Last year when all parties in Ladakh closed ranks against the entry of outsiders and to this end threatened to boycott the then LAHDC elections, the centre promptly assured these protections to the region unlike its approach to Kashmir. But until these safeguards are actually granted, Ladakhis will have reason to feel apprehensive. At the same time, Muslims in Ladakh who are in a slim majority in the region, aren’t interested in these safeguards. Like their counterparts in Kashmir, they also want a reversal of the Article 370 move and rejoining of Ladakh with Jammu and Kashmir. Or else, they want statehood for the region.
Jammu Is The Key
In Jammu and Kashmir, the centre has shown it is sensitive to the public sentiment in the Hindu majority Jammu. This is why; it was only after Jammu protested against jobs in Jammu and Kashmir being made available to outsiders, that the centre reserved all of them for the locals.
Jammu thus holds the key to how New Delhi deals with Jammu and Kashmir. And so far the region has given little indication that it is unhappy with the existing state of affairs beyond a point. True, the region is also witnessing a degree of anxiety about the post-Article 370 state of affairs and for more or less similar reasons: loss of jobs, land and identity. People apprehend that their region would be the first destination for the eligible outsiders choosing to settle in Jammu and Kashmir.
But as things stand, these apprehensions are not deep enough to cause people to protest publicly. Besides, in the case of Jammu, the fears of a demographic change are being trumped by the expectation of development of the region and more importantly the anticipated shift of political power away from Kashmir Valley. In fact, under the current dispensation, this shift has already happened. And with delimitation that is expected to give more Assembly seats to Jammu, this power shift would also be inherited by a future democratic government. So, unlike Leh, Jammu is least likely to hit the road against the prospect of a demographic change and the potential loss of land to outsiders.
‘The Slave Feeling’
Where does this leave Kashmir Valley?

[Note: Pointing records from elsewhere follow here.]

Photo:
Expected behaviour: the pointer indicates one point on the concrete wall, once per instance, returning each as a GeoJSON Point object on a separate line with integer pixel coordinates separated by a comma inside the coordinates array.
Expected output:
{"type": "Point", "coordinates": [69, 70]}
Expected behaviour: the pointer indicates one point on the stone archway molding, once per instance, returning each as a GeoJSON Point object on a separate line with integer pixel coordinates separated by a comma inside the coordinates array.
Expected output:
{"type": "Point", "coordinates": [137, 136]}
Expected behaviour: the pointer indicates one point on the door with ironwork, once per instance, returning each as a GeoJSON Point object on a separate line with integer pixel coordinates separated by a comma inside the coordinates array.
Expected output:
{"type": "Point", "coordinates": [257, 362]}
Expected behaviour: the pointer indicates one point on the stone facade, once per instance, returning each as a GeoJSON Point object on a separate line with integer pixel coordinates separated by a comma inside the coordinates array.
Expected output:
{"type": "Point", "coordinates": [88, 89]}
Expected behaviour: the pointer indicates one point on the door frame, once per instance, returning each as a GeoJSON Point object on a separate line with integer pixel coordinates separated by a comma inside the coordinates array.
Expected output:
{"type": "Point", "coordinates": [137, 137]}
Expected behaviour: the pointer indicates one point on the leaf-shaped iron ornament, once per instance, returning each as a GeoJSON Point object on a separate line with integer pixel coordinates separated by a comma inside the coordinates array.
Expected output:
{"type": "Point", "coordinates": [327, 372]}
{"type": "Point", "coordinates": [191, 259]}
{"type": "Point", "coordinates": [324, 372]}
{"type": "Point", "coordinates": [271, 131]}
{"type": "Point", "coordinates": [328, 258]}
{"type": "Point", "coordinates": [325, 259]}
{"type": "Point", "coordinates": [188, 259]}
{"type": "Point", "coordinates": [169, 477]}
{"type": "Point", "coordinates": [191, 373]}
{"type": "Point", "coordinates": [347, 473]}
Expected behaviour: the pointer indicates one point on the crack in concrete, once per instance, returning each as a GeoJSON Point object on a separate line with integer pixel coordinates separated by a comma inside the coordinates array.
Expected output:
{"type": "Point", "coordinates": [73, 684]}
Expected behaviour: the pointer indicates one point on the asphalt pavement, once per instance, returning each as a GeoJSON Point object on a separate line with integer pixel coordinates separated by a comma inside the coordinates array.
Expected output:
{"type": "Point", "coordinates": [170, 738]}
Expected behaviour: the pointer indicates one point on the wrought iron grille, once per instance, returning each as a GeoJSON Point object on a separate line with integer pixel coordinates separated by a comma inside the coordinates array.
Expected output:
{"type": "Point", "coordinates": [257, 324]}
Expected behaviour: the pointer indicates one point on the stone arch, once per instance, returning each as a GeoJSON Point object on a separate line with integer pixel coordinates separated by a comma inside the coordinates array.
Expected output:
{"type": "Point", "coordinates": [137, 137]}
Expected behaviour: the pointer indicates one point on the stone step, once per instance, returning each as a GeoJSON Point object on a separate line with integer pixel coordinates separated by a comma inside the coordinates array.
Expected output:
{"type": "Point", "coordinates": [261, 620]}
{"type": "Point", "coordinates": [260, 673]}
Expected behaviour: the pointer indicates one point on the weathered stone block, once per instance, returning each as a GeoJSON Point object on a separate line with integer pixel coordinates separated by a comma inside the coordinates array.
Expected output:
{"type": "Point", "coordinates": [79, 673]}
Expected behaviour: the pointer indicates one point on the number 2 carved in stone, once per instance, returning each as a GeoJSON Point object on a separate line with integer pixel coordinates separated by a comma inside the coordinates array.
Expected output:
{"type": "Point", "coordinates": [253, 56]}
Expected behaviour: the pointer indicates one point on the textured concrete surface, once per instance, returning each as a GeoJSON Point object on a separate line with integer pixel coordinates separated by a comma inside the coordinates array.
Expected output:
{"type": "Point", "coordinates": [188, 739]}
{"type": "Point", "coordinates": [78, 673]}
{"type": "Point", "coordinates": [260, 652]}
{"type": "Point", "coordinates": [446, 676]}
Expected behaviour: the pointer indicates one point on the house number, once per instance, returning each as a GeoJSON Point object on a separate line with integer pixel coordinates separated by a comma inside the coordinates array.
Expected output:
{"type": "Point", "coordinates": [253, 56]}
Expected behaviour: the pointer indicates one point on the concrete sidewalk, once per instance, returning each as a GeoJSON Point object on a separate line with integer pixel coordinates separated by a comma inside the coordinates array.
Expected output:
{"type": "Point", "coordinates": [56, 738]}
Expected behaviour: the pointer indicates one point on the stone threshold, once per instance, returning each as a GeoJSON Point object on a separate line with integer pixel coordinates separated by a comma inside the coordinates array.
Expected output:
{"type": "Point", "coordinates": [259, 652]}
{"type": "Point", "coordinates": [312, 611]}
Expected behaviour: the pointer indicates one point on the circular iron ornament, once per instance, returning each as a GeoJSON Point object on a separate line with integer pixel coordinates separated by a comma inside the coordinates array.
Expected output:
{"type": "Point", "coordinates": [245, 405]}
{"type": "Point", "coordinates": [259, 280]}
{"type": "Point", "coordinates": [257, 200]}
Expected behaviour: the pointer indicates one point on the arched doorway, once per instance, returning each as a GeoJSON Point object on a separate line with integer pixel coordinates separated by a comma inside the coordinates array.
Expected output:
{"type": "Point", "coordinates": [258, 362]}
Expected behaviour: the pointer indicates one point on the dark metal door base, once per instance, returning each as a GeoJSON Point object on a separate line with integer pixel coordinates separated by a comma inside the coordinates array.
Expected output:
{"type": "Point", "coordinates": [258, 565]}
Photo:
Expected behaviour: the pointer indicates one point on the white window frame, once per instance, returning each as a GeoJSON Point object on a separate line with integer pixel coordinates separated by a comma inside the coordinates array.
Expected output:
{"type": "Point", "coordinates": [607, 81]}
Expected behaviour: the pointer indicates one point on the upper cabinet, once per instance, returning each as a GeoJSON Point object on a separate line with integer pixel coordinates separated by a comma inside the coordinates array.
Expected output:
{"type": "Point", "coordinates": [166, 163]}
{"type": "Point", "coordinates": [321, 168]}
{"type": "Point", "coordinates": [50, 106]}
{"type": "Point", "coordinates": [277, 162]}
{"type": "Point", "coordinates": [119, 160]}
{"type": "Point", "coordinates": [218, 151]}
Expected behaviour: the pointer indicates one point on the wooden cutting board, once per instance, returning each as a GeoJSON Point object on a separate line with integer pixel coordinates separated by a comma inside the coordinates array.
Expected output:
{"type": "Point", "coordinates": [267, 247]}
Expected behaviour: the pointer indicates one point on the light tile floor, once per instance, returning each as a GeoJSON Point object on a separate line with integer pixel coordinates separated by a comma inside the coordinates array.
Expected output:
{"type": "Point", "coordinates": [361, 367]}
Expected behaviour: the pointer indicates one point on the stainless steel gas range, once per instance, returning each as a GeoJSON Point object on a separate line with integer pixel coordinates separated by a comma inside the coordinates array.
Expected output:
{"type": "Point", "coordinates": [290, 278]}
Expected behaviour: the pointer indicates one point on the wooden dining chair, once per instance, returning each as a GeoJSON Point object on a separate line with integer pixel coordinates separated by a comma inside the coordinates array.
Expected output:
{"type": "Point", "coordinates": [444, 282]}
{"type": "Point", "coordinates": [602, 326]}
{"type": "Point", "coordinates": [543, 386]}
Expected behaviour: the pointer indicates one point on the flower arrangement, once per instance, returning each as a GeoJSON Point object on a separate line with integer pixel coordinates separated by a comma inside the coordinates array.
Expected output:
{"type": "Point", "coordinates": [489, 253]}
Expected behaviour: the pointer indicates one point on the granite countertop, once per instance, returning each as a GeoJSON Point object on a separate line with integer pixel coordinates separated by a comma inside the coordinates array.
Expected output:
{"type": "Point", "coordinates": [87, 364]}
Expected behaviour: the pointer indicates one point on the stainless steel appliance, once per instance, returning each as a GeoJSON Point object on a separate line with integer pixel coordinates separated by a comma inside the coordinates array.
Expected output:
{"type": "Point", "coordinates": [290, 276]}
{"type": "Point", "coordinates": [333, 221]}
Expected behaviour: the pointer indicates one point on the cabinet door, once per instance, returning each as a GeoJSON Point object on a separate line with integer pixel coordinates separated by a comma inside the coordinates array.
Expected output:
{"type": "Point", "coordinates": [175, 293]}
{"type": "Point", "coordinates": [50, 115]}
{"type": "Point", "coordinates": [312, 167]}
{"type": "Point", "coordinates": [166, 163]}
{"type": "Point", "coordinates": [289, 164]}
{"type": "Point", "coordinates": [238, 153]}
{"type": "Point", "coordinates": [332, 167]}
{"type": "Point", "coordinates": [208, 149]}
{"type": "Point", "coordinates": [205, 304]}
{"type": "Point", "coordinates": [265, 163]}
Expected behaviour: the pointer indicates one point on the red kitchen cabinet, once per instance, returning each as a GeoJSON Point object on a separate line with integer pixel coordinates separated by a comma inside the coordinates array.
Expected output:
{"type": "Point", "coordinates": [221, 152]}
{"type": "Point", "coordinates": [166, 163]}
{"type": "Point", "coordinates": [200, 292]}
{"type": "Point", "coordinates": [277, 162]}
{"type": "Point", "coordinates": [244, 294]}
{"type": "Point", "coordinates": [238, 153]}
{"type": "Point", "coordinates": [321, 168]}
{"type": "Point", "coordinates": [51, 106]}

Nowhere. Kashmir could have hoped for some restraint by the centre in the execution of its Jammu and Kashmir project only if some of its elements like say demographic change had been resolutely opposed in Jammu. There is, no doubt, an undercurrent of unease in Jammu over these issues but the people are willing to overlook it as the new dispensation gives the majority community in the region a political weight in the union territory that is disproportionately bigger than its demographic strength.
Jammu would certainly have fought any attempt at a demographic change and loss of land and jobs, had the region been carved into either a separate state or a union territory just like Ladakh. And it is probably for the same probable reason that New Delhi didn’t trifurcate Jammu and Kashmir despite the longstanding demand for statehood in Jammu.
This has created a structural reality that is inherently aligned against Kashmir. And the people in Kashmir are deeply conscious of this fact. The new situation has created a massive sense of disempowerment in Kashmir, something that Farooq Abdullah in an interview last year described as “a feeling of slavery”.
Going forward, it is difficult to predict how the situation would evolve over the remaining three years of the BJP government at the centre. But it would be safe to assume that Jammu would have little reason to complain if it gets more Assembly seats from the delimitation commission. Similarly, it is unlikely that the centre would do anything in Ladakh that could deepen alienation there.